A 40-year-old standard

The state's current standard was adopted in 1973 and affects mining operations, other industrial facilities and wastewater treatment plants that discharge into wild rice producing waters. The 10 mg/L limit is based on research conducted by John Moyle, a biologist for the Minnesota Department of Conservation in the 1930s and 1940s, who found that no large wild rice stands grew in waters high in sulfate. "The question is, can you go above that, and still be safe in protecting wild rice? How protective do you want to be?" said University of Minnesota-Duluth biologist John Pastor.

Scientists have long suspected that it's not actually sulfate that damages wild rice. In an oxygen-starved environment like the muck in wild rice lakes, they say, bacteria can essentially breathe in sulfate and exhale hydrogen sulfide, which can be toxic to wild rice and other aquatic life.

The new research confirmed that theory, said Pastor, who ran part of the study.

"The issue here is that the standard is a standard about sulfate," he explained, "but it's really what sulfate gets converted into that appears to inhibit wild rice growth."

And how efficiently sulfate is converted to sulfide, Pastor said, depends on the kind of aquatic environment where it's discharged. For example, in well aerated, gravel-bottomed rivers, very high sulfate levels wouldn't result in much sulfide. But in mucky, slow moving lakes, he said, it wouldn't take much sulfate to result in a level of sulfide harmful to wild rice.
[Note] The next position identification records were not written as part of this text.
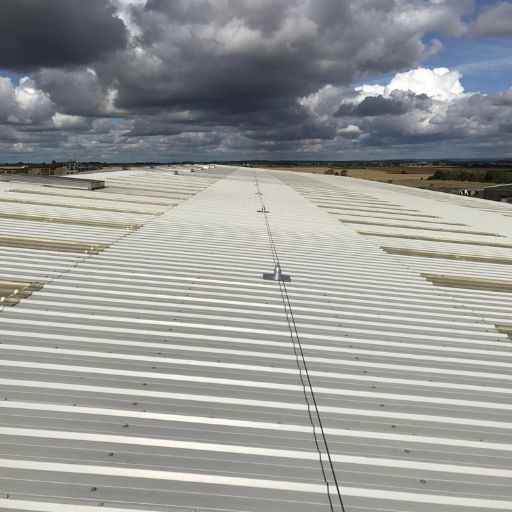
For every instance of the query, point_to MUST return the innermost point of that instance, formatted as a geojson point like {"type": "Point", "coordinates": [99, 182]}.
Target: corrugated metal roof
{"type": "Point", "coordinates": [164, 374]}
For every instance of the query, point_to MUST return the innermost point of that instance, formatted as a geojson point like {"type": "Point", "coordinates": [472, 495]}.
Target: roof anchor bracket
{"type": "Point", "coordinates": [277, 275]}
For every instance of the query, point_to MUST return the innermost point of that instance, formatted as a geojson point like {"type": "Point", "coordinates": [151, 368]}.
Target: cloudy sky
{"type": "Point", "coordinates": [124, 80]}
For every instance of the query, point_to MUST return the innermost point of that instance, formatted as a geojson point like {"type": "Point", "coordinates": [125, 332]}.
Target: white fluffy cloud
{"type": "Point", "coordinates": [438, 83]}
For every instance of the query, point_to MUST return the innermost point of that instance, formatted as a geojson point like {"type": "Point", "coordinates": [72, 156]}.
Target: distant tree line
{"type": "Point", "coordinates": [481, 175]}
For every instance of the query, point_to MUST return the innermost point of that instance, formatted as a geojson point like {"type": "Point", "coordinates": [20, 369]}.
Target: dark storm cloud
{"type": "Point", "coordinates": [495, 20]}
{"type": "Point", "coordinates": [245, 56]}
{"type": "Point", "coordinates": [76, 92]}
{"type": "Point", "coordinates": [57, 33]}
{"type": "Point", "coordinates": [148, 79]}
That could lead to different recommended standards for lakes and rivers. But, as Pastor points out, rivers often flow into lakes. "So you can set a higher sulfate standard in a river, and things might be fine, but if that river flows into a lake, or you get into low flow channels in the river," a higher sulfate standard that protected wild rice upstream might not be sufficient further downstream, he said.

Next steps

The scientific expert review panel will meet this summer, and the agency will also receive public input before finalizing its recommendations.

If regulators decide to change the existing standard, a rulemaking process would likely begin next year. Any changes would have to be approved by the EPA.

The MPCA had originally planned to release its policy recommendations for sulfate now, but Stine said officials decided they weren't ready.

"We had a lot of questions we couldn't settle in our own mind, so we thought it was better to put the info out there in such a way that everyone could see what we're seeing, and struggle with the same questions together," he said. "There are a lot of different folks who care about this."